You can’t define culture merely by tallying data points, of course. Japan has baseball and jazz clubs and Wild West theme parks and impeccably tailored blue jeans, but it’s clearly not part of the United States. You also need the broader societal mesh t
hat holds all these elements together: a collective agreement that these things, specifically and together, form a particular identity and represent particular ideals. And you’ll find that in American Samoa—the sense of being American is deeply ingrained here, at both the personal and community levels. There’s no independence movement to speak of; even the staunchest opponents of citizenship want to maintain the territorial relationship with the United States. In official statements from the governor and even online discussions I read—the comments on any Samoa News website story about citizenship go on for miles—there was a strong tendency for anti-citizenship arguments to be followed, without irony, by “God Bless America.” There is a pride in being American . . . and in being Samoan.
So what would the Supreme Court, circa 1901, make of American Samoa?

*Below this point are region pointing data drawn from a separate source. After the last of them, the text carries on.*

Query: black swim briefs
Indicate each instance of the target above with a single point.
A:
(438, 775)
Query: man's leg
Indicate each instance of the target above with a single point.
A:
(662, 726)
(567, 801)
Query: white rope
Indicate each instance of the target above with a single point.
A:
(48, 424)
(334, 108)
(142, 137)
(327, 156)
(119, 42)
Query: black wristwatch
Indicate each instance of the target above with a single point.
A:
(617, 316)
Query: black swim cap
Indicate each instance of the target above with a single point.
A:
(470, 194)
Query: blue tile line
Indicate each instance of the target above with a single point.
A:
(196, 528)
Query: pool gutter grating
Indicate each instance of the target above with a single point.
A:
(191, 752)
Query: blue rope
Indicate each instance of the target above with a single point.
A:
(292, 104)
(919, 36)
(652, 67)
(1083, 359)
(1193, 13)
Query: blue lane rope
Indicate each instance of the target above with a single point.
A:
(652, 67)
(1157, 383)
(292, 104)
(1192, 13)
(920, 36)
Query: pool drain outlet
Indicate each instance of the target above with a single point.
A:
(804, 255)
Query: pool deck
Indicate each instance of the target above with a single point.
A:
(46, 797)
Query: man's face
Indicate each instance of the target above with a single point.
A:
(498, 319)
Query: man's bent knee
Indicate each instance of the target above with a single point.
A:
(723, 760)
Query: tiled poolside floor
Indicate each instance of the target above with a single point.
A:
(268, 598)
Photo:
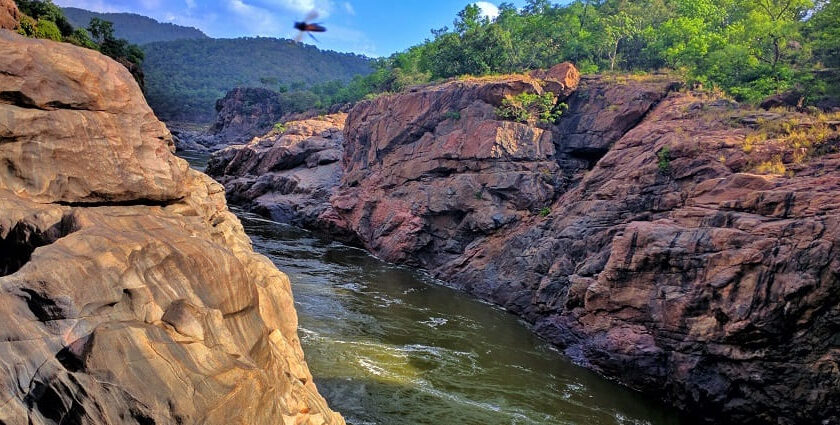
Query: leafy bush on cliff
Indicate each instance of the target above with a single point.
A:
(749, 48)
(43, 19)
(530, 108)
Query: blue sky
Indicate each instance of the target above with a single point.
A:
(371, 27)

Would they see the lavalava or the NFL jersey? Or what about today’s self-appointed Guardians of the Culture, the commentators and politicians who talk about immigrants’ need to assimilate and speak rhapsodically of the “Real America”? That stump-speech fantasyland is, roughly speaking, a place of small, working-class towns with a deep reverence for church, football, military service, and tradition, all of which sounds a lot like American Samoa. Is it the “Real America”?
For that matter, given that there’s clearly lots of Americanization and globalization in American Samoa, and given the importance of Samoan tradition and history to the fabric of the culture, there was another important question to ask: Is this still the “Real Samoa”?
The biggest question: Can American Samoa be both “real” America and “real” Samoa at once?